Couple of things I'm considering.

I will very likely be getting some cams and maybe springs. Will probably port match the intake gaskets to the intake and heads. Might give head polishing a try, I know a guy that has the tools to do it.

The new (used) motor.

The first thing I'm going to do when I get it is put oil in it, rig up the starter and do a compression test. Depending on these results I may rebuild the bottom end. Maybe put in pistons. If the compression is good I probably won't mess with it although I tend to think that I should re-ring it. I will take apart the heads and clean them up when I do the headgaskets. As said, might do some light porting / polishing and cams. Will replace all the seals. Will probably use some parts from my current motor. My timing belt is maybe 5000 miles old, new tensioner, coils are newer, the LS400 fan bracket and a few other things. Gonna go back to using the Denso IK27 plugs.
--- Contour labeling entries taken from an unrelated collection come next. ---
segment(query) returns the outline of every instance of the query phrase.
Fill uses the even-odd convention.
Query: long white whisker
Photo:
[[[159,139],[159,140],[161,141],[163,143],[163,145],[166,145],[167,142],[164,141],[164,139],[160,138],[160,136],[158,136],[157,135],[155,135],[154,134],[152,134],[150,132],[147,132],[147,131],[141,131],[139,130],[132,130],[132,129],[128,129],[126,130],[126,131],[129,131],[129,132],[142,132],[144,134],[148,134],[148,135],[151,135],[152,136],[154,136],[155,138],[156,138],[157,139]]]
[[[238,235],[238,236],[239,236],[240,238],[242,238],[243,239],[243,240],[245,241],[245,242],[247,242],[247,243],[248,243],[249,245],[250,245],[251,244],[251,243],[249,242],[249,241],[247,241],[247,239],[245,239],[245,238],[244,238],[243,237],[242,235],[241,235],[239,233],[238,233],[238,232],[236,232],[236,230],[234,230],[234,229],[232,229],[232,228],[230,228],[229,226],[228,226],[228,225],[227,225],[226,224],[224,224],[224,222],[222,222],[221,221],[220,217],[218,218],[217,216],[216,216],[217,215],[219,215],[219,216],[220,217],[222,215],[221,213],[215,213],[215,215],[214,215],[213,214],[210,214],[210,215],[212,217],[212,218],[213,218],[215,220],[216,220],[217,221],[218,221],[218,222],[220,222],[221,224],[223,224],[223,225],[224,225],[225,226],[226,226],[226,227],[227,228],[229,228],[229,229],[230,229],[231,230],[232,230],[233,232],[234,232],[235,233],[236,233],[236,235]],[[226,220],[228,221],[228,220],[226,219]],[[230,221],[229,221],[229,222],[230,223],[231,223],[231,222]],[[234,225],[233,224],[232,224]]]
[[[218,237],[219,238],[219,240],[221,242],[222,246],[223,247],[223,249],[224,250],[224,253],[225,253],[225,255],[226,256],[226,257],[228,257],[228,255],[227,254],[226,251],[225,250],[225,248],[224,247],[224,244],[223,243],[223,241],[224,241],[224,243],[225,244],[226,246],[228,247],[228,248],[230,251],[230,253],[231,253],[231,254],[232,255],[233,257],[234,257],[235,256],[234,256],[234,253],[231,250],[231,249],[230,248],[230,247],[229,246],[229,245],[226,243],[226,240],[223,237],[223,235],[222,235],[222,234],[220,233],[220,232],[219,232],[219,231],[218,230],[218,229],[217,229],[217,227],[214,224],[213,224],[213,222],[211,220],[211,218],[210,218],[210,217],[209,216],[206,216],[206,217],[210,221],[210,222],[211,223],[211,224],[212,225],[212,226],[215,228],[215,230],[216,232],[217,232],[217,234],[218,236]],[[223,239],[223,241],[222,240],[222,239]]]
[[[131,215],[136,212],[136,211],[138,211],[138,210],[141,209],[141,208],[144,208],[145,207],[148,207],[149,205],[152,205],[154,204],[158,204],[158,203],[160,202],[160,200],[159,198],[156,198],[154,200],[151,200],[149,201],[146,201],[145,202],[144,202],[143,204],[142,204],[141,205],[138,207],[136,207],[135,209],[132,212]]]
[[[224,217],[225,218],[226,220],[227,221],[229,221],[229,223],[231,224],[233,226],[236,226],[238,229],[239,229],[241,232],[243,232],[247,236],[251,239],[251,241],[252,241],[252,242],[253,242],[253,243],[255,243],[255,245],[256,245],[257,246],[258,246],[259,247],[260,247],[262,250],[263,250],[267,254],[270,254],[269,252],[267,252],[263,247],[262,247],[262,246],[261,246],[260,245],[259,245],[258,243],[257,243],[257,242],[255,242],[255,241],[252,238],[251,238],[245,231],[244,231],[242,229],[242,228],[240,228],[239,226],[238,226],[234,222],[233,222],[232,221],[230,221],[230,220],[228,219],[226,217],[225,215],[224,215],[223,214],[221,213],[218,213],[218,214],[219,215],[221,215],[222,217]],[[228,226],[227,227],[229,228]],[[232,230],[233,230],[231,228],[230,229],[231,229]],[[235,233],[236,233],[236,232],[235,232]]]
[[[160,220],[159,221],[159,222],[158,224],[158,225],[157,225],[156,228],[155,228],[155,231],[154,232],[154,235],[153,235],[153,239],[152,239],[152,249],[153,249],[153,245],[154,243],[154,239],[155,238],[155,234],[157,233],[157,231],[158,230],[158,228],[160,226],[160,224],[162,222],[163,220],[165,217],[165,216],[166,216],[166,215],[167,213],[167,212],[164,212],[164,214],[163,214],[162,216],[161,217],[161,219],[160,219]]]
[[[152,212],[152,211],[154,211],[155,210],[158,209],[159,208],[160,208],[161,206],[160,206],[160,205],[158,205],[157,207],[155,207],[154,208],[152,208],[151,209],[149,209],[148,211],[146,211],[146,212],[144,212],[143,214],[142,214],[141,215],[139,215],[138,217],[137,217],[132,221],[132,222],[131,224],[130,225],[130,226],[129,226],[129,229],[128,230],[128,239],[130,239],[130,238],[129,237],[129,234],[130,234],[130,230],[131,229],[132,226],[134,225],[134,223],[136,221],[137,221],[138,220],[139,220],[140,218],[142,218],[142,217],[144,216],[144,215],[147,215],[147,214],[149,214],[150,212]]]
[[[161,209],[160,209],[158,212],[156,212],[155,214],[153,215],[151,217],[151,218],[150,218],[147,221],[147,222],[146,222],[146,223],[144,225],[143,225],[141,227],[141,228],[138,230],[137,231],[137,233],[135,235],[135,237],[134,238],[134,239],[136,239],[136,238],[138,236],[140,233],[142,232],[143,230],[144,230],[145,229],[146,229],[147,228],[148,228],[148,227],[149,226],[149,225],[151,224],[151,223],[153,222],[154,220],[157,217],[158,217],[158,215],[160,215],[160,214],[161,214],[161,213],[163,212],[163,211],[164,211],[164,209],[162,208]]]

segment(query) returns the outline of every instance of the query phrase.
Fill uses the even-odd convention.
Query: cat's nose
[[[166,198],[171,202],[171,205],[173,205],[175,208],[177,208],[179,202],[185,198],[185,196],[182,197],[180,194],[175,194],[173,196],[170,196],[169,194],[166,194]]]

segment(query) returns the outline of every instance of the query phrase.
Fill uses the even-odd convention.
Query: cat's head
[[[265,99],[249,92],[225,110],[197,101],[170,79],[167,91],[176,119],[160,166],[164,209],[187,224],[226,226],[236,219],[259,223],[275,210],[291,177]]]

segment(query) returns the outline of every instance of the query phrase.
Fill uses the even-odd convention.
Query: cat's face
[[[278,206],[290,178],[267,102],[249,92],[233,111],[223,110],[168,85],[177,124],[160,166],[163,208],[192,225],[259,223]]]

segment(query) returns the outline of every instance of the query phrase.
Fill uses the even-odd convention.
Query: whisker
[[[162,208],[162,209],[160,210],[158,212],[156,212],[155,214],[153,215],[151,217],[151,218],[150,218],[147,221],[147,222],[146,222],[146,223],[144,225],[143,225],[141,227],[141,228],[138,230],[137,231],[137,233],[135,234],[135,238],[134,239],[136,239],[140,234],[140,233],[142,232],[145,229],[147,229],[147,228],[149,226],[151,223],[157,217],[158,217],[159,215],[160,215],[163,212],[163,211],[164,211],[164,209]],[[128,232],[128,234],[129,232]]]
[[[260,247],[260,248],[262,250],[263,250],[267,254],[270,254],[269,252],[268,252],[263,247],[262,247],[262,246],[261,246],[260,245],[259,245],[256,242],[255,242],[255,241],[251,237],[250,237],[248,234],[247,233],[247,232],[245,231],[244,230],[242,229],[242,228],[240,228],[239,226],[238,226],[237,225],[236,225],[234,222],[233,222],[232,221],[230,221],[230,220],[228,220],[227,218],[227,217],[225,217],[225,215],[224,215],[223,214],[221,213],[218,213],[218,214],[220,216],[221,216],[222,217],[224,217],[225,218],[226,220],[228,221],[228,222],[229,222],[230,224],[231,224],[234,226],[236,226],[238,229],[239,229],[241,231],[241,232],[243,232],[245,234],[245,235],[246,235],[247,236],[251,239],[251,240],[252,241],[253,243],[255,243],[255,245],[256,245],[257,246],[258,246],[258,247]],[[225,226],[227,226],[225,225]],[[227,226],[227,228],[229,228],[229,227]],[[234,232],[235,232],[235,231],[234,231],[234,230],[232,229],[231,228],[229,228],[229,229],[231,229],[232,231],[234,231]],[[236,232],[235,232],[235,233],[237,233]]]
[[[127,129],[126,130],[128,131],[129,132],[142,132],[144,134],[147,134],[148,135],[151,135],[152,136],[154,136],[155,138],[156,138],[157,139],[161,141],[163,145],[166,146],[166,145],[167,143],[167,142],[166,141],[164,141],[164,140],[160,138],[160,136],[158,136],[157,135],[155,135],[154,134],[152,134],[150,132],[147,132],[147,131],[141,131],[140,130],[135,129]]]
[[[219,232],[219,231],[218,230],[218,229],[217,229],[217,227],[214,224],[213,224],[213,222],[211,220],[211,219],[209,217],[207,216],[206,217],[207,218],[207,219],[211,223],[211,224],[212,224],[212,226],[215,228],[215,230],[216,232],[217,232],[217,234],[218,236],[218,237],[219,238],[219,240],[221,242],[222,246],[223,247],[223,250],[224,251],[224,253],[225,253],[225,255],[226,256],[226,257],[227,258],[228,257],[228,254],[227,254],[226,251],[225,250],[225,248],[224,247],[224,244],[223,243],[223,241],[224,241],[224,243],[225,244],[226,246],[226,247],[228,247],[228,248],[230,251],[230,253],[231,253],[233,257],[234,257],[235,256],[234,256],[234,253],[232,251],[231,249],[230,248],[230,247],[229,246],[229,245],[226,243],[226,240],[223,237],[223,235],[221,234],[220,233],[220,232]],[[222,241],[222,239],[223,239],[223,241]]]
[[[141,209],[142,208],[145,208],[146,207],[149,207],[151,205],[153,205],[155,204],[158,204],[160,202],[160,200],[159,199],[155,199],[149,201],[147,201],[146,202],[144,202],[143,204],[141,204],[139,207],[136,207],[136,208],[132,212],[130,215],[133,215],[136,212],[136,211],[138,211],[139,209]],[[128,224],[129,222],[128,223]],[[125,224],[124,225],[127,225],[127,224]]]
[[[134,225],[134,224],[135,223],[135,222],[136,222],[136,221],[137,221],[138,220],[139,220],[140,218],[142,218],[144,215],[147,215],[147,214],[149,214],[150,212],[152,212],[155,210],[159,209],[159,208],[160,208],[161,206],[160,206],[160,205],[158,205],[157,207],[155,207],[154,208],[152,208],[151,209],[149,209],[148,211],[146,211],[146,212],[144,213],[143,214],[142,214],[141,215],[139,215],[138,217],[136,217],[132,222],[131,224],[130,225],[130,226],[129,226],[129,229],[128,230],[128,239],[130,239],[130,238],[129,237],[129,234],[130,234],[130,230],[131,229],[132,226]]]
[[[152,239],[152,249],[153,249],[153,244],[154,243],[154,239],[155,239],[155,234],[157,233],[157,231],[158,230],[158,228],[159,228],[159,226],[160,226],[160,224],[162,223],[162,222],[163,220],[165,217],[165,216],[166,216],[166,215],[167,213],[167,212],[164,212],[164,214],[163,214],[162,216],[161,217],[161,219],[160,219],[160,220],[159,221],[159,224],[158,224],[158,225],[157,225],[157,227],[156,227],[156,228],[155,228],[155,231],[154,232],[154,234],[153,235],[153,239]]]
I'd love to send the thing to a machine shop to get bored and prepped for me to do a complete performance build but I just don't have the funds.:confused: I really should find myself a sponser since I go to the track allot and usually get some attention, LOL.

KC

Just pull the heads off the engine throw on some new head gaskets and see how she goes. You can do all of this while the engine is in the car and it only costs you time and a few bucks for head gaskets.

My way of thinking is having the std head bolts allows the head gaskets to be the first thing to fail.

Did you set the retard if knock detected feature?
 
What about an engine from a LS? It might be cheaper, and then you can just swap all your parts from your long block.